Eva has lived her entire life mimicking her "other's" likes, dislikes, and studying her mannerisms and thoughts, all in order to replace Amarra if Amarra ever dies. Mandanna created a stunningly poignant character in Eva, whose strongest wish is also the simplest possible: to be seen as her own person. When Amarra suddenly dies, Eva is ripped from the only life she has ever known - including the life-like secondary characters who have been her caretakers: Mina Ma, Ophelia, and Erik - and has to face the fact that she is now, for all purposes, Amarra.

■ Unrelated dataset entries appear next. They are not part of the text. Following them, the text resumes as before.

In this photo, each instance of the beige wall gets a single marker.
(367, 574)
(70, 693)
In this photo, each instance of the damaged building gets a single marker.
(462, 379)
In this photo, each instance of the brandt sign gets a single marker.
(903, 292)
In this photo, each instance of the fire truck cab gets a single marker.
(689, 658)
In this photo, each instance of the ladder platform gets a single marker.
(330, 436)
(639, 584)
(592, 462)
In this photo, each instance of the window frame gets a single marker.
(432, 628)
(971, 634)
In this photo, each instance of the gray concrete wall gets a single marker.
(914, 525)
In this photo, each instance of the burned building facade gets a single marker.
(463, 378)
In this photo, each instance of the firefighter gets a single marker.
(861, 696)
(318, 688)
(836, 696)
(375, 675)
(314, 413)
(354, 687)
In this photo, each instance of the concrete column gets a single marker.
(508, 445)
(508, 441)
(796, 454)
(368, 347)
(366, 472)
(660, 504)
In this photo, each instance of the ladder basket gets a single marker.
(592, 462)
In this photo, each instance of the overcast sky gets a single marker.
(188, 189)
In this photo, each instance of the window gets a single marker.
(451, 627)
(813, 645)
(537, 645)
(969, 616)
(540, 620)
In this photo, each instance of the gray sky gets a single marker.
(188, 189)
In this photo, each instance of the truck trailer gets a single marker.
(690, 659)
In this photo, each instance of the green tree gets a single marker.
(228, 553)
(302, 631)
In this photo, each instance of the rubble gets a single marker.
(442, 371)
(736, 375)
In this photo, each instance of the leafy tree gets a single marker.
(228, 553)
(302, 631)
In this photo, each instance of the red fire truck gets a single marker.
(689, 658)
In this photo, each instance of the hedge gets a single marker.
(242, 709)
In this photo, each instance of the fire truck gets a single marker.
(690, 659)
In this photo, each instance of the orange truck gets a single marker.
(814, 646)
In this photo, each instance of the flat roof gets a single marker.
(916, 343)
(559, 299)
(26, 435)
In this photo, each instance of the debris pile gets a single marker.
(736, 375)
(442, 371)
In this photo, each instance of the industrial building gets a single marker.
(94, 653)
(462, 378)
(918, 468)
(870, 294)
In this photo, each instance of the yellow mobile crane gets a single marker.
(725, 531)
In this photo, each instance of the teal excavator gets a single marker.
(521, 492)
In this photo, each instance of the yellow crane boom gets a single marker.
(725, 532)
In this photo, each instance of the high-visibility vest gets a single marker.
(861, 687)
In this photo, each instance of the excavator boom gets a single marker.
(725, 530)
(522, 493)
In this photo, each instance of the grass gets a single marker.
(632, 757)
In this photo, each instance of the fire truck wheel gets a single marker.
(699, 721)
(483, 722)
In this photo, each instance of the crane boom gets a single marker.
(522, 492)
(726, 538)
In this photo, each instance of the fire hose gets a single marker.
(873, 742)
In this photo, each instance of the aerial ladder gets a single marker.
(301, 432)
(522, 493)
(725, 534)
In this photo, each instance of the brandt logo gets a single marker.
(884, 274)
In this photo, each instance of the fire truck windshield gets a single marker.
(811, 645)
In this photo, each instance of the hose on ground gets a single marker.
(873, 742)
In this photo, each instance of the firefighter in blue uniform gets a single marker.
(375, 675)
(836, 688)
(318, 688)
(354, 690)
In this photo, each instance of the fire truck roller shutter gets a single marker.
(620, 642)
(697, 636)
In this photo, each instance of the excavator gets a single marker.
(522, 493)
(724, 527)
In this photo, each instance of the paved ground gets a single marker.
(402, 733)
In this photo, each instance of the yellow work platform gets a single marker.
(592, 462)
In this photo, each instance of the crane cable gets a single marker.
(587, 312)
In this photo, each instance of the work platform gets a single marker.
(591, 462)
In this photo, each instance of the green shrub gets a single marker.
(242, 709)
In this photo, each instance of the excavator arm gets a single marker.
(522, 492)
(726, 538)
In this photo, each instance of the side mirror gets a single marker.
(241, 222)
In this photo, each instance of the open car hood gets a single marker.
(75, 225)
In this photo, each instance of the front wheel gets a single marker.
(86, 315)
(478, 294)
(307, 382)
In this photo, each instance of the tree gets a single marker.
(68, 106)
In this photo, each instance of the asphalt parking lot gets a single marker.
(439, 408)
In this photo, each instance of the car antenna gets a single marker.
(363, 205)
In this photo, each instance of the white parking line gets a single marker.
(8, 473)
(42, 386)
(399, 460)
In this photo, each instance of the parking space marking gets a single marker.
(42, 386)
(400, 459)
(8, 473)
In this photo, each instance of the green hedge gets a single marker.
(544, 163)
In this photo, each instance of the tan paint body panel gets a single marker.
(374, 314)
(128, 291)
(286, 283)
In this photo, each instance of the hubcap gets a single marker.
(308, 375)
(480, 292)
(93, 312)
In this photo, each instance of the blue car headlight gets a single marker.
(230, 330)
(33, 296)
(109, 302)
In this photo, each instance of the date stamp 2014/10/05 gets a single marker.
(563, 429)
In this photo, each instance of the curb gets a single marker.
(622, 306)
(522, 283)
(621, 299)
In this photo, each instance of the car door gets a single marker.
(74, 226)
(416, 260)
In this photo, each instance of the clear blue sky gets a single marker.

Eva tore at my heart as she fought against the inevitable; her only choices are to become Amarra or to be unmade - literally unstitched by the Weavers....and let me tell you, they are frightening! I wanted to reach out and hug Eva, and tell her that she wasn't alone. Her quest to find herself, while trying to be someone else, was terrifyingly real. As Eva bleeds through into Amarra and she runs the risk of her secret coming to life, I was hopelessly involved in The Lost Girl, following Mandanna's every word, hanging on the end of every chapter.
Emotionally, I definitely connected with Eva, and with a few of the other characters. Mandanna has crafted everyone with care here, weaving them as carefully as the echoes are created. While all of the minor characters felt as if Mandanna spent time with them, developing them, the stand-outs were Sean - Eva's would-be love interest -, Nikhil, Amarra's younger brother, and Matthew. Oh, Matthew. From his first scene, I adored him. He's the type of sly, intelligent character you know you shouldn't trust, shouldn't even LIKE, but you still find yourself falling hard for him. And while I definitely did NOT like Amarra, it was fascinating, how MUCH of a presence she was in this story, considering she and Eva are never face to face, of course.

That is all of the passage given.